Mips hops around the basement, and Mario has to chase and catch him to get his secret power star.
“Yeeoww! Unhand me, brute! I’m late, so late, I must make haste! This shiny thing? Mine! It’s mine. Finders, keepers, losers… Late, late, late… Ouch! Take it then! A gift from Bowser, it was. Now let me be! I have a date! I cannot be late for tea!”
Catching Mips the first time is a fun challenge.
He’s quick. And he’s slippery.
But with a well-timed grab — and a little luck — you can grab Mips and claim the power star Bowser gave him. After some tight platforming and racing down slides, catching Princess Peach’s rabbit is a fun change of speed.
Unfortunately, after collecting 50 power stars, Mips shows up in the castle’s basement again.
On your first playthrough, you might think that there’s something new to Mips’ reappearance. But it’s just rinse and repeat. Mips has another power star and follows the same path around the basement as he did before. Catching Mips might have been fun the first time, but c’mon.
It’s the exact same power star.
Tick Tock Clock: Timed Jumps on Moving Bars
There are few things in life more frustrating than getting the fifth power star in Tick Tock Clock. But none of them come to mind right now.
“Timed Jumps on Moving Bars” has Mario climb up the innards of the grandfather clock once again to reach the power star at the top.

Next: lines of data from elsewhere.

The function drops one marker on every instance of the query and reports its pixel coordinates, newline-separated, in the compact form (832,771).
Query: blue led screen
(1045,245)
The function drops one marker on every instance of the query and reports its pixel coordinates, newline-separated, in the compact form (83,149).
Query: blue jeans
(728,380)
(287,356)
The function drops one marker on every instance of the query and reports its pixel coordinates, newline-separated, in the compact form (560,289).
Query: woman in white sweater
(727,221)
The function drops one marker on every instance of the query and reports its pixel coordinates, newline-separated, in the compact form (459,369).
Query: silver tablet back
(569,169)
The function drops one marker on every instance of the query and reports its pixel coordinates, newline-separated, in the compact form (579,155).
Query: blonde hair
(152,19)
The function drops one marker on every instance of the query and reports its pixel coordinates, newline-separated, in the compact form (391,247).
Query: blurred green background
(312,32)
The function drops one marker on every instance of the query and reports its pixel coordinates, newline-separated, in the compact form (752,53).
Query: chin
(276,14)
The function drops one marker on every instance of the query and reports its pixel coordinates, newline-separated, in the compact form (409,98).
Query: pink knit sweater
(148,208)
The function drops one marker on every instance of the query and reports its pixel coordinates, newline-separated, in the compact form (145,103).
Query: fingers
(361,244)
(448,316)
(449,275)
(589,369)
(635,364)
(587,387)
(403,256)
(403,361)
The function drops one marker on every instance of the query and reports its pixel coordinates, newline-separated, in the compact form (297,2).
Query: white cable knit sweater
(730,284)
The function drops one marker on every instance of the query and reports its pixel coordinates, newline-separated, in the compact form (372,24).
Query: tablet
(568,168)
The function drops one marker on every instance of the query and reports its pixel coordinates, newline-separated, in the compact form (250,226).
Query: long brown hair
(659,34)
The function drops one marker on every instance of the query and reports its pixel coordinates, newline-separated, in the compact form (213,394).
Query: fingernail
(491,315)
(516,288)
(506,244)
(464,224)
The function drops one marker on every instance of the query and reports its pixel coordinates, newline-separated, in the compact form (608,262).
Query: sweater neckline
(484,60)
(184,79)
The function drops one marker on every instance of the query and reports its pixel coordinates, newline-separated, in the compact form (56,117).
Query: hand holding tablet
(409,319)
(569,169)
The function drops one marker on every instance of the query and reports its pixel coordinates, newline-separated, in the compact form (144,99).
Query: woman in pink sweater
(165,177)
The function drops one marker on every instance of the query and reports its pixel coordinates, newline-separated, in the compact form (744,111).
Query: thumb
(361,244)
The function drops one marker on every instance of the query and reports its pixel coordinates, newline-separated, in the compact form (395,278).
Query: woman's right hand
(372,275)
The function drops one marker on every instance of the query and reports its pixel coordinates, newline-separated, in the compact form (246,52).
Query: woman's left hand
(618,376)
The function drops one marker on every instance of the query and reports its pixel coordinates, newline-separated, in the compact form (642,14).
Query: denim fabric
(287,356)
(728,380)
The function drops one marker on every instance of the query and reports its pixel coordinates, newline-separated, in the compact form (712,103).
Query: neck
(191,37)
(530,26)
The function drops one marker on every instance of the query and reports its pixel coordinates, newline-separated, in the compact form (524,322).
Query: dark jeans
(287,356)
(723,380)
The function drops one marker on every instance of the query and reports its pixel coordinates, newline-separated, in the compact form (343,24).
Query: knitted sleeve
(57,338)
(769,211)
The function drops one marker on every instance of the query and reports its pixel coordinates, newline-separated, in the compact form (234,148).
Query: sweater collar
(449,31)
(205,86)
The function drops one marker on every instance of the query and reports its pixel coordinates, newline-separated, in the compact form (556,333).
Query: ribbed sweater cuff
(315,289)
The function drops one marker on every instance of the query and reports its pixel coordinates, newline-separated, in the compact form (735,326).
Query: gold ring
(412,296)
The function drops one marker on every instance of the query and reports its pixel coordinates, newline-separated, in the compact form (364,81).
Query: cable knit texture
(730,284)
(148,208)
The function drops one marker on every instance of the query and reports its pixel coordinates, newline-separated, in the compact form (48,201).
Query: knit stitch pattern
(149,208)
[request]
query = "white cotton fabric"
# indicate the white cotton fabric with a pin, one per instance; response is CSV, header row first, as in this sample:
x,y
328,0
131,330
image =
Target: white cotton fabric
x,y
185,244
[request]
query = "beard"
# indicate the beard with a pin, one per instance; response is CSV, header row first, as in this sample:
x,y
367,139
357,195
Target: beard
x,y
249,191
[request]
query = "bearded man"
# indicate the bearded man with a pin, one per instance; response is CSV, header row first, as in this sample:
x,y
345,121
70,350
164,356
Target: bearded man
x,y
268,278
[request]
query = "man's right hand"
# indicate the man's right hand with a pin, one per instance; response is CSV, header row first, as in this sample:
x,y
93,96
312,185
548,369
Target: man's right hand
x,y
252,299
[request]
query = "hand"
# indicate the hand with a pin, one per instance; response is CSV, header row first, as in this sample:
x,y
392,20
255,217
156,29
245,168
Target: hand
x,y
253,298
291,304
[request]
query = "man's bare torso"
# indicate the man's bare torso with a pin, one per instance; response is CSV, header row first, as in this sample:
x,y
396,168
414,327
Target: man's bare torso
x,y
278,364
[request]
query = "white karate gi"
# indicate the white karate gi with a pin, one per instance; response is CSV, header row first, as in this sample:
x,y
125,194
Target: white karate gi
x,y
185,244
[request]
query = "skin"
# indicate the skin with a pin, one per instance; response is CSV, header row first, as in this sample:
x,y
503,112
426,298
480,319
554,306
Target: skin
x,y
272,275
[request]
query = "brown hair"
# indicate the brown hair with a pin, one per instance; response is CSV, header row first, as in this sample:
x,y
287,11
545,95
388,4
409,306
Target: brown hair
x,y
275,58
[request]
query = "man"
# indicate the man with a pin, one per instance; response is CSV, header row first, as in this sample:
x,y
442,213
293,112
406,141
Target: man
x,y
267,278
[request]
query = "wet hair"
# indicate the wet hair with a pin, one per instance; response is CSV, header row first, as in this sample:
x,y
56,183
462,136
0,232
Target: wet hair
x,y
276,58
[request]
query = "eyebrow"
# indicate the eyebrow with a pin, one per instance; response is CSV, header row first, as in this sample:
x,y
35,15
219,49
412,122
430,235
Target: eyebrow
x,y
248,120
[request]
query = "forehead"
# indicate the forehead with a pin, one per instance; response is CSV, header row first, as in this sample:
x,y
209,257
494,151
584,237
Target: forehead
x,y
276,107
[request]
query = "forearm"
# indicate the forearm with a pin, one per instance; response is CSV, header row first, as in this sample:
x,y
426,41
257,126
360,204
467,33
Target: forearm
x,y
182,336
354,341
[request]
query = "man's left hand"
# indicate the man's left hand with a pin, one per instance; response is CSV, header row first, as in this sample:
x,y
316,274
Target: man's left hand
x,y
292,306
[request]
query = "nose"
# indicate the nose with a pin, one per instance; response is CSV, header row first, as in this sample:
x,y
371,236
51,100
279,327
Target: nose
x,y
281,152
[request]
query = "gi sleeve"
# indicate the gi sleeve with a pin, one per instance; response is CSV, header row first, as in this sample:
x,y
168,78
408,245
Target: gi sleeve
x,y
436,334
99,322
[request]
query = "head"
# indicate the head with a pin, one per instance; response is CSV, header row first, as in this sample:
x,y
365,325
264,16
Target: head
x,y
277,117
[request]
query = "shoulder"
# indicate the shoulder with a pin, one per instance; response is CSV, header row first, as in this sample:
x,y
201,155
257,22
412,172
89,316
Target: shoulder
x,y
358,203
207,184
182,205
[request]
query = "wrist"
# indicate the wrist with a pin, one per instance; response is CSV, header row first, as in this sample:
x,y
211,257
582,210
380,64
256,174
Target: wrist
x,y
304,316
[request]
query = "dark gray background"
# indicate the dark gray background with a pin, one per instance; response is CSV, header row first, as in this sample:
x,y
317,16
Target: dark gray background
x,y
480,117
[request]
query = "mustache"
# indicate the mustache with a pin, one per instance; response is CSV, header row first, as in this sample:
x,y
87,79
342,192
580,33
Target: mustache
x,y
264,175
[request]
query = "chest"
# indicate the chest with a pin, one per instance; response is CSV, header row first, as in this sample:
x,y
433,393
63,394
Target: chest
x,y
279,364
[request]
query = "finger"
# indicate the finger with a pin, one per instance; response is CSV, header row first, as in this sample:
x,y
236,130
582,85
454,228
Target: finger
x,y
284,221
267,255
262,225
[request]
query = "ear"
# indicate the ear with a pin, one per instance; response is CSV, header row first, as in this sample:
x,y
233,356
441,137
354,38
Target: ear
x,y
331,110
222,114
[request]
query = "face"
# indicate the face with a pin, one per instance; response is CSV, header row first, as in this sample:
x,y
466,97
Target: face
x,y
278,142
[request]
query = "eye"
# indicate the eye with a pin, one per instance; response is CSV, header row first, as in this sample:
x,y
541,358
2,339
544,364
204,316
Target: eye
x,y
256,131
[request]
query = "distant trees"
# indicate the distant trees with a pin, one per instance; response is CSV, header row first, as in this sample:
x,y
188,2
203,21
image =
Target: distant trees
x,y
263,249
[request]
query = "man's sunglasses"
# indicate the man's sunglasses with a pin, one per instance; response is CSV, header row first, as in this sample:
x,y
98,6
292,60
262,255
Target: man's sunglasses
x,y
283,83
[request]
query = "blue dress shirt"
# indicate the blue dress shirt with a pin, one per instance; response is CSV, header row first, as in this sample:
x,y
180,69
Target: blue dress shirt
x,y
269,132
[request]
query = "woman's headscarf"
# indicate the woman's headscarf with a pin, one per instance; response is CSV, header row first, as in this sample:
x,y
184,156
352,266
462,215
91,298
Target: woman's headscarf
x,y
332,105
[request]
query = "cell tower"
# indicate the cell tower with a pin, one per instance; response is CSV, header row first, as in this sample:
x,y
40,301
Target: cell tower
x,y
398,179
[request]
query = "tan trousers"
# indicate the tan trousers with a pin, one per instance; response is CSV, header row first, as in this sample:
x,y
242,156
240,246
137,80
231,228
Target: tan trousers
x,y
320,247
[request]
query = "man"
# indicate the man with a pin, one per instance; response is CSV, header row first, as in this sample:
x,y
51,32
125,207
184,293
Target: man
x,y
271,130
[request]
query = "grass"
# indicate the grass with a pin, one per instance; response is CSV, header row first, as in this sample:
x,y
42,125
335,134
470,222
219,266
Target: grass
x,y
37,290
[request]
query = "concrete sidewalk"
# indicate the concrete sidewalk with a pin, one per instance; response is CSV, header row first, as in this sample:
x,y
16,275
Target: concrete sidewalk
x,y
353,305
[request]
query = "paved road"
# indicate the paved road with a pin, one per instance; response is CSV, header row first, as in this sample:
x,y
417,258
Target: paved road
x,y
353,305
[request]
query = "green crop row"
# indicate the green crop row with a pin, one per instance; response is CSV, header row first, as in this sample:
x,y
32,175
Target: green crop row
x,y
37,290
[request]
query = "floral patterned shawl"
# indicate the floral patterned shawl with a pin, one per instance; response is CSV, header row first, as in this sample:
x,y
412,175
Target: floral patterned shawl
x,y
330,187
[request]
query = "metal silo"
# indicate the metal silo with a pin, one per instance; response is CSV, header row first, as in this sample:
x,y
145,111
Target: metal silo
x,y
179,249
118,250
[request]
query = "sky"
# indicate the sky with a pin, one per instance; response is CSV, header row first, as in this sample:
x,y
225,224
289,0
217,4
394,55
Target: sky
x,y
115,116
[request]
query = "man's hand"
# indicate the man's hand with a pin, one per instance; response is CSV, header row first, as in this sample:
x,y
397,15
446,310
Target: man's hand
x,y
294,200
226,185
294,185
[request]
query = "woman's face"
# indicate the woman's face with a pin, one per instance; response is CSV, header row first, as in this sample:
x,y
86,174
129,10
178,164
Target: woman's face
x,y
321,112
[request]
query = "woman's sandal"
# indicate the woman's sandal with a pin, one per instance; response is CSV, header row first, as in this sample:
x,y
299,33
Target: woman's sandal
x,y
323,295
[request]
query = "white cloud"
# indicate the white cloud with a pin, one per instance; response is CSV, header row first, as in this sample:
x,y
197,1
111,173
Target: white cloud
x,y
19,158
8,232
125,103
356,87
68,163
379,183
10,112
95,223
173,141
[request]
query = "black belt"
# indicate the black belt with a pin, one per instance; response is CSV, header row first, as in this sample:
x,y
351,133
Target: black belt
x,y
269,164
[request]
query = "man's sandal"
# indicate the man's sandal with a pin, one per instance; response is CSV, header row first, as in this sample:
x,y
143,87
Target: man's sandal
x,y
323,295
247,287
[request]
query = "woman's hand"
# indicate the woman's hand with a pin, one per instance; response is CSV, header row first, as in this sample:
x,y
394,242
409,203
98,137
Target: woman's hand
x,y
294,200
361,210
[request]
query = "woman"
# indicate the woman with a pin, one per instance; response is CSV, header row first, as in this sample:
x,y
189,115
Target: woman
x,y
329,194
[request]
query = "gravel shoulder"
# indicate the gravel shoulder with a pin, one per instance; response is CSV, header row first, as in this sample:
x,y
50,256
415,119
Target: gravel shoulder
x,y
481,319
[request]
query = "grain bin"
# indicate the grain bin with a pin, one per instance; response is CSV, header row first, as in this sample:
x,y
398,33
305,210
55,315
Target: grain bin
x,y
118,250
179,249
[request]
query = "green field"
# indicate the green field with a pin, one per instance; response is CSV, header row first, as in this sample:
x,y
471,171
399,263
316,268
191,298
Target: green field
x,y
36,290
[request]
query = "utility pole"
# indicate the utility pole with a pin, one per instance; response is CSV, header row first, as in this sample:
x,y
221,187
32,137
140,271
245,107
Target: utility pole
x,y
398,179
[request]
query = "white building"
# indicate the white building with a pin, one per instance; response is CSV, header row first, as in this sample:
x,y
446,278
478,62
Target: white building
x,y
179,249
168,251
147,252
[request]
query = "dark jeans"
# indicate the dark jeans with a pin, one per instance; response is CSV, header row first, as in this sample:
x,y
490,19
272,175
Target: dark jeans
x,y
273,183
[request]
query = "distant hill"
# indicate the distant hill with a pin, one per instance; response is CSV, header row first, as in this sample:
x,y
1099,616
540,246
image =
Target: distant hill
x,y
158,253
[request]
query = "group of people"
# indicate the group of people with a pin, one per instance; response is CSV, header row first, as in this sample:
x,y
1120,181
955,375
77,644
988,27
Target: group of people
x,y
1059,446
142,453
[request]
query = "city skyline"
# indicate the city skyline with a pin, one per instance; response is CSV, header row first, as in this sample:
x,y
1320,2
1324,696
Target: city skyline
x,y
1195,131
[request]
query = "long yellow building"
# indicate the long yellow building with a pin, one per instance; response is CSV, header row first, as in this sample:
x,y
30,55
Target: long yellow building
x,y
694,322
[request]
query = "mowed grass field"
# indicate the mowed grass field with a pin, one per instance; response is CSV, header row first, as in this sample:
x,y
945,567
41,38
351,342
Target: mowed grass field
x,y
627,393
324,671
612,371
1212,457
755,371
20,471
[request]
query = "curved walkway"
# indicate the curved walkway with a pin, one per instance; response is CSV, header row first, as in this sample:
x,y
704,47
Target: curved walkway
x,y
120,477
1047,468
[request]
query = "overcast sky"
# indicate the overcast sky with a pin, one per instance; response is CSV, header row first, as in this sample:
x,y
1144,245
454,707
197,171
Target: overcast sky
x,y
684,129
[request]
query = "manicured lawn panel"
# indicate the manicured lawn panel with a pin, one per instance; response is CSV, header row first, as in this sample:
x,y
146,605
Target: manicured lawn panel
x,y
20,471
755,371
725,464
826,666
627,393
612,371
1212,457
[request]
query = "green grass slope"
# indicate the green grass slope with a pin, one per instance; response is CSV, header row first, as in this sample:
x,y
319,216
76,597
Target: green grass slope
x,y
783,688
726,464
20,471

Like every other star in this world, the platforming is tricky, and since you need the clock ticking to get to the star, stopping the clock to make things easier isn’t an option. Once you reach the top of the clock, three moving bars are all that stand between you and the power star.
What makes this such a bad star isn’t maneuvering around the moving bars. That part’s actually pretty easy. The worst thing about this star is its repetitiveness. The formula for every power star in this world is the same: climb up the platforms to reach the top of the clock and grab the power star.
Climb up the clock. Get the star. Rinse and repeat.
Big Boo’s Haunt: Big Boo’s Balcony
Without a doubt, Big Boo’s Haunt is one of Super Mario 64’s best worlds. It’s a huge world with Big Boo’s mansion sitting right in the middle. The level is full of so many secrets, hidden passages, and unique enemies.
Playing through Big Boo’s Haunt, it feels obvious that this world was part of the inspiration behind the fantastic Luigi’s Mansion series.
But one of its power stars — Big Boo’s Balcony — is more than a little tedious.
To claim this power star, Mario must explore the mansion and use a well-timed wall-jump to get up to the mansion’s upper level. At the top of the mansion, Mario walks out on the balcony to face Big Boo.
The balcony’s really small, and there’s no railing. With one false step, you’re falling off. Mario has to maneuver around Boo’s balcony and punch the ghost three times. After that third hit, Boo releases his power star, and it flies to the top of the mansion.
After navigating the maze of the mansion and fighting Big Boo, Mario has to find a way to get on the roof. And it’s not easy. You have to long-jump off the balcony and try to land on a small flat area and walk very carefully toward the power star. Be careful — the roof is steep, and if you step off, you’ll fall off the mansion and have to start over.
Castle Secret Stars: Tower of the Wing Cap 8 Red Coins
There’s no denying it: Tower of the Wing Cap 8 Red Coins is one of the toughest and most frustrating secret stars in Super Mario 64. The 8 red coins are arranged in a spiral pattern around the center tower. To get them all, you have to fly around the tower, following the path of the yellow coins. The tough part, though, is once you lose altitude, you can’t get it back. If you miss a coin on the way down, you have to start over.
It might be even harder today than it was in 1996. Here’s why: After more than 25 years of updated gameplay — especially flying mechanics — have spoiled us. In 1996, we were flying around in three dimensions for the first time. Today, though, developers have refined flying to make it feel much more intuitive.
With 120 of them, every power star can’t be great. These seven power stars are the ones I dread the most when I start a new Super Mario 64 playthrough.